Saffron
SAF-ruhn
Crocus sativus
Floral, honeyed, earthy, faintly bitter.

What it is
Saffron is the dried red stigma of the crocus flower Crocus sativus, and the most expensive spice in the world by weight because each flower yields only three threads, all picked by hand. The flavor is floral, honeyed, and earthy with a faintly bitter edge, and a tiny pinch lends both perfume and a deep golden color. It defines Spanish paella, Persian and Indian rice dishes, and seafood stews like bouillabaisse. Real saffron is costly, so cheap powder is often cut or faked; whole threads steeped in warm liquid are the safer buy.
What it pairs with
Goes wrong with: dishes where its cost would be wasted.

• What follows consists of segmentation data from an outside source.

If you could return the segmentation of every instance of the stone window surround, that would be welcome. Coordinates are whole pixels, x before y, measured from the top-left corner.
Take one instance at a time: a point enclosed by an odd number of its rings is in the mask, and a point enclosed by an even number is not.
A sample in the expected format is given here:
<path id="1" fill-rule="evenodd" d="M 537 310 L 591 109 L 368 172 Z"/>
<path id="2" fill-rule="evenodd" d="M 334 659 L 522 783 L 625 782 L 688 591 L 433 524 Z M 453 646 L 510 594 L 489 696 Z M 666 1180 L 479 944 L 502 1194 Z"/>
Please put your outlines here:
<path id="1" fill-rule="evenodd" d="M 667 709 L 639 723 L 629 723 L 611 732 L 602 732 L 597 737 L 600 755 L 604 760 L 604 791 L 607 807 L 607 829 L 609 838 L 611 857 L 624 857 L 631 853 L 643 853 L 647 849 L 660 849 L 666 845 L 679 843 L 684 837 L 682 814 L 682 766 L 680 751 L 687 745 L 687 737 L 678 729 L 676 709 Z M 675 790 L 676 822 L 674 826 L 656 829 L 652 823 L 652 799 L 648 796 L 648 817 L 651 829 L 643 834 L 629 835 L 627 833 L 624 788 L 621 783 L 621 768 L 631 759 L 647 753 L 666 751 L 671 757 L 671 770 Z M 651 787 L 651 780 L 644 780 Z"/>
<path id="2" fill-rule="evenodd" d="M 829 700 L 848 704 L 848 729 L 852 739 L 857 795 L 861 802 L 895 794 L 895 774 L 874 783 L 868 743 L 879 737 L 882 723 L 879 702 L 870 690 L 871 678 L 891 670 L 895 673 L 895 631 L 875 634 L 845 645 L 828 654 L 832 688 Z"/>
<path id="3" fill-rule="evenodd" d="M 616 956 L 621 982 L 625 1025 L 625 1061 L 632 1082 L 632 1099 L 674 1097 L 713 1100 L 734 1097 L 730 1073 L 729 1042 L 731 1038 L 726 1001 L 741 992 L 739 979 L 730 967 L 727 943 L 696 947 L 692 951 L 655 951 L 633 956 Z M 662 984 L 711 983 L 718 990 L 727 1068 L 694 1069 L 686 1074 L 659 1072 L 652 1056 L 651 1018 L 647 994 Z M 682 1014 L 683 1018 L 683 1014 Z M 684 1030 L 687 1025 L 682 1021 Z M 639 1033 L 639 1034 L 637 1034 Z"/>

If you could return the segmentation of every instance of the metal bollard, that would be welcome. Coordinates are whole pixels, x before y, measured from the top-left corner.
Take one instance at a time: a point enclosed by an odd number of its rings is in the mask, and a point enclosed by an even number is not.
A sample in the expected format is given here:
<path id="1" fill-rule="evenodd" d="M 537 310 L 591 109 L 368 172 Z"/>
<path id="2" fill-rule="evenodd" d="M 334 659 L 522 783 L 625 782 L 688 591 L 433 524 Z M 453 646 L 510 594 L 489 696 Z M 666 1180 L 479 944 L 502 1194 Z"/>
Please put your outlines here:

Common in Spanish, Indian, Middle Eastern, Moroccan cooking.
Whole vs ground
Saffron is sold as whole dried threads, which keep their aroma far better than powder and are harder to adulterate. Steep the threads, do not grind for most uses.
How to handle it
Soak a pinch of threads in a little warm water, milk, or stock for several minutes, then add the colored liquid and threads to the dish. A few threads is plenty.
Storage
Airtight, cool, and dark. Whole threads keep their aroma for a couple of years.
Buying note
Buy whole deep-red threads, not powder. A trustworthy source matters, since saffron is among the most adulterated spices.
Classic dishes
paella, biryani, risotto alla milanese, bouillabaisse.
Out of saffron? Substitutes
No substitute is exact. These are the closest by flavor behavior, with the ratio to start from and how the result will differ.
| Use instead | Ratio | How it differs |
|---|---|---|
| Turmeric, for color only | a small pinch | gives the golden color but none of saffron's floral aroma |
| safflower (false saffron) | to taste | adds color, very little flavor |
One odd thing
It takes around one hundred and fifty flowers to yield a single gram of saffron, all of it hand-picked, which is why it costs more than any other spice by weight.